Mrs. Clinton, when I asked her about stop-and-frisk and the Terry v. Ohio ruling, wouldn’t commit to appointing a justice to overturning it, though she did say the argument in favor of the policy doesn’t hold up under scrutiny.

Repealing the aforementioned laws will reduce the probability that an officer will come in contact with a citizen, and that, in turn, will lower the probability of an officer, for whatever reason, having to use (deadly) force. The Mothers of the Movement, united in grief, I assume don’t want fame but rather justice and a change in the way law enforcement interacts with communities of color. And if Mrs. Clinton is unable to deliver justice for their deceased loved ones, at least her presidency, if it were to be so, can provide such a change in interactions, which would be a slither of justice for the black communities who, too, are grieving and who every day, since American policing was established to control black bodies and protect white people’s property, live in fear of law enforcement.

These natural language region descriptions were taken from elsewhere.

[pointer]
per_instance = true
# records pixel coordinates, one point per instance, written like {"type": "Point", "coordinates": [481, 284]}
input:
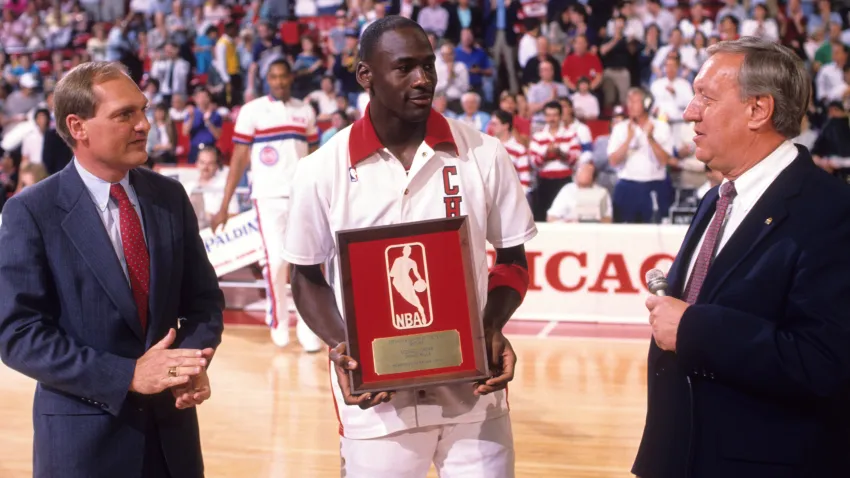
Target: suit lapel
{"type": "Point", "coordinates": [678, 270]}
{"type": "Point", "coordinates": [87, 233]}
{"type": "Point", "coordinates": [158, 232]}
{"type": "Point", "coordinates": [765, 217]}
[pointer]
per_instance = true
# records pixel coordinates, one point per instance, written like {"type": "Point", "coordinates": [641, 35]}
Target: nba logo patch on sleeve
{"type": "Point", "coordinates": [269, 156]}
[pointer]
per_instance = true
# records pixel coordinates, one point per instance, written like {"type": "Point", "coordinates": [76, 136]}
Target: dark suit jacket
{"type": "Point", "coordinates": [69, 321]}
{"type": "Point", "coordinates": [758, 386]}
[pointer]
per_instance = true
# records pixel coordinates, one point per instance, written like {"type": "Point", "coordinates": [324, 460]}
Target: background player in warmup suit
{"type": "Point", "coordinates": [273, 132]}
{"type": "Point", "coordinates": [404, 162]}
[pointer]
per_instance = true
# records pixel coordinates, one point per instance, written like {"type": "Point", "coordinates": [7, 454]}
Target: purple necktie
{"type": "Point", "coordinates": [709, 245]}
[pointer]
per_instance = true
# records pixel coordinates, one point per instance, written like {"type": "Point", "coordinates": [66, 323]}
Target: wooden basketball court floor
{"type": "Point", "coordinates": [577, 404]}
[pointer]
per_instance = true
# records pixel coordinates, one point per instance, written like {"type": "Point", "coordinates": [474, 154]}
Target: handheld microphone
{"type": "Point", "coordinates": [656, 282]}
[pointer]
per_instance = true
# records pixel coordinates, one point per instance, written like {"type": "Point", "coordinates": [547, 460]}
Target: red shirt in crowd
{"type": "Point", "coordinates": [575, 66]}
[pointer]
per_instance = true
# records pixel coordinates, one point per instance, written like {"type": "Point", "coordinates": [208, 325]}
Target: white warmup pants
{"type": "Point", "coordinates": [272, 214]}
{"type": "Point", "coordinates": [467, 450]}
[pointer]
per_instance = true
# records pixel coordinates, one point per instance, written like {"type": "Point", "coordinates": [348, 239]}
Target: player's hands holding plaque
{"type": "Point", "coordinates": [502, 363]}
{"type": "Point", "coordinates": [342, 365]}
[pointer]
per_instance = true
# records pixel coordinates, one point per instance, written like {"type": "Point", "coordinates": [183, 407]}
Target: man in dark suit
{"type": "Point", "coordinates": [749, 367]}
{"type": "Point", "coordinates": [107, 298]}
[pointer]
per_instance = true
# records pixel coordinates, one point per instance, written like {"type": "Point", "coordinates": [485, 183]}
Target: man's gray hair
{"type": "Point", "coordinates": [770, 69]}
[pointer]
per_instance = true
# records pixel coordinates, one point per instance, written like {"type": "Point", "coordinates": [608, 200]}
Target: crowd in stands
{"type": "Point", "coordinates": [587, 96]}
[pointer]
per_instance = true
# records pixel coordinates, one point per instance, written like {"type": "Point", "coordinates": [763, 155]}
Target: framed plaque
{"type": "Point", "coordinates": [410, 305]}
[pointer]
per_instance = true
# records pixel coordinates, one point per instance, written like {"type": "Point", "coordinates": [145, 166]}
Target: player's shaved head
{"type": "Point", "coordinates": [372, 36]}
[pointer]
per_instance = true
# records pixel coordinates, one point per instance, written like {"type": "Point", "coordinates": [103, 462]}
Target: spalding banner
{"type": "Point", "coordinates": [237, 245]}
{"type": "Point", "coordinates": [594, 272]}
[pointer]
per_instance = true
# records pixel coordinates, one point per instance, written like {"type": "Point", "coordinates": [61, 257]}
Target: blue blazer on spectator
{"type": "Point", "coordinates": [69, 321]}
{"type": "Point", "coordinates": [759, 386]}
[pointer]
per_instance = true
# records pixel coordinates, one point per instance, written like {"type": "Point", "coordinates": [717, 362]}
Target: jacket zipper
{"type": "Point", "coordinates": [689, 463]}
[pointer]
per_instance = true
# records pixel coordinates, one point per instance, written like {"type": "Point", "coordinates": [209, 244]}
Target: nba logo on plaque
{"type": "Point", "coordinates": [410, 306]}
{"type": "Point", "coordinates": [407, 276]}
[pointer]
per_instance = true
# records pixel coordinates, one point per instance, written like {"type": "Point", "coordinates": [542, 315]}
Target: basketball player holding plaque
{"type": "Point", "coordinates": [404, 163]}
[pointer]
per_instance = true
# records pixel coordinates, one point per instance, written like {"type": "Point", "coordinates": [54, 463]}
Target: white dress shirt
{"type": "Point", "coordinates": [107, 209]}
{"type": "Point", "coordinates": [749, 187]}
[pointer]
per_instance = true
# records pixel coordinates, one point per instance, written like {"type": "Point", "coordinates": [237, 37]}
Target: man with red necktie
{"type": "Point", "coordinates": [107, 297]}
{"type": "Point", "coordinates": [749, 366]}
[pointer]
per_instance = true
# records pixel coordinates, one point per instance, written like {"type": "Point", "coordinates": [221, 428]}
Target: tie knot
{"type": "Point", "coordinates": [727, 190]}
{"type": "Point", "coordinates": [118, 193]}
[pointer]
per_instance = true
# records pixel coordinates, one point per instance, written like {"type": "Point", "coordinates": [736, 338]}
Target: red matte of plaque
{"type": "Point", "coordinates": [383, 297]}
{"type": "Point", "coordinates": [371, 294]}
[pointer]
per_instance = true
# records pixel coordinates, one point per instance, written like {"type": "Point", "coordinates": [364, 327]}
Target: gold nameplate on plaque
{"type": "Point", "coordinates": [412, 353]}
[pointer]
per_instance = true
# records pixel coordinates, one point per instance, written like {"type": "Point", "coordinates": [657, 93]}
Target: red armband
{"type": "Point", "coordinates": [509, 275]}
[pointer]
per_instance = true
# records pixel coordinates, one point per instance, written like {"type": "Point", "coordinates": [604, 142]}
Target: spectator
{"type": "Point", "coordinates": [730, 28]}
{"type": "Point", "coordinates": [672, 93]}
{"type": "Point", "coordinates": [8, 175]}
{"type": "Point", "coordinates": [582, 200]}
{"type": "Point", "coordinates": [345, 67]}
{"type": "Point", "coordinates": [733, 8]}
{"type": "Point", "coordinates": [642, 147]}
{"type": "Point", "coordinates": [554, 152]}
{"type": "Point", "coordinates": [761, 25]}
{"type": "Point", "coordinates": [686, 52]}
{"type": "Point", "coordinates": [20, 102]}
{"type": "Point", "coordinates": [520, 126]}
{"type": "Point", "coordinates": [172, 72]}
{"type": "Point", "coordinates": [561, 34]}
{"type": "Point", "coordinates": [336, 35]}
{"type": "Point", "coordinates": [531, 72]}
{"type": "Point", "coordinates": [405, 8]}
{"type": "Point", "coordinates": [831, 150]}
{"type": "Point", "coordinates": [307, 69]}
{"type": "Point", "coordinates": [823, 55]}
{"type": "Point", "coordinates": [227, 65]}
{"type": "Point", "coordinates": [462, 16]}
{"type": "Point", "coordinates": [576, 128]}
{"type": "Point", "coordinates": [633, 29]}
{"type": "Point", "coordinates": [434, 18]}
{"type": "Point", "coordinates": [267, 48]}
{"type": "Point", "coordinates": [651, 45]}
{"type": "Point", "coordinates": [528, 43]}
{"type": "Point", "coordinates": [662, 18]}
{"type": "Point", "coordinates": [543, 92]}
{"type": "Point", "coordinates": [617, 60]}
{"type": "Point", "coordinates": [179, 109]}
{"type": "Point", "coordinates": [500, 17]}
{"type": "Point", "coordinates": [472, 114]}
{"type": "Point", "coordinates": [162, 138]}
{"type": "Point", "coordinates": [586, 104]}
{"type": "Point", "coordinates": [202, 124]}
{"type": "Point", "coordinates": [501, 127]}
{"type": "Point", "coordinates": [325, 99]}
{"type": "Point", "coordinates": [792, 27]}
{"type": "Point", "coordinates": [697, 21]}
{"type": "Point", "coordinates": [207, 193]}
{"type": "Point", "coordinates": [452, 76]}
{"type": "Point", "coordinates": [204, 46]}
{"type": "Point", "coordinates": [33, 143]}
{"type": "Point", "coordinates": [830, 77]}
{"type": "Point", "coordinates": [477, 63]}
{"type": "Point", "coordinates": [582, 63]}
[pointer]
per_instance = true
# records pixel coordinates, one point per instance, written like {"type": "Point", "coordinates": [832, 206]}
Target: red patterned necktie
{"type": "Point", "coordinates": [709, 244]}
{"type": "Point", "coordinates": [135, 251]}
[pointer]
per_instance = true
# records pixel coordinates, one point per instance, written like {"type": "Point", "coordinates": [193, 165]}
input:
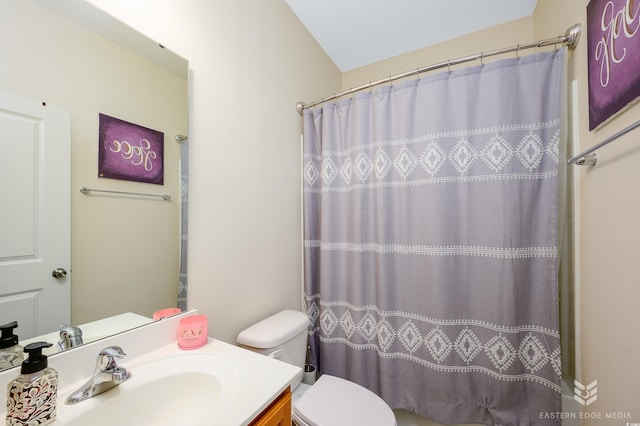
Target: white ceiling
{"type": "Point", "coordinates": [355, 33]}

Mrs. Clinton, nearly 70 years of age and a grandmother, is no superhero – not a single American politician who ever existed held the power to change the world alone – but the remedies to social ills largely impacting African-Americans I suggested would absolutely be within her purview as President of the United States of America to deal with, and they are more than reasonable requests, considering some activists want American police forces to be disarmed.

If Mrs. Clinton believes that black lives, indeed, do matter – and that the criminal justice system is, according to her campaign’s website, “out of balance” – she should openly oppose, and aim to overturn with appointments, the U.S. Supreme Court rulings that, in practice, render black lives vulnerable.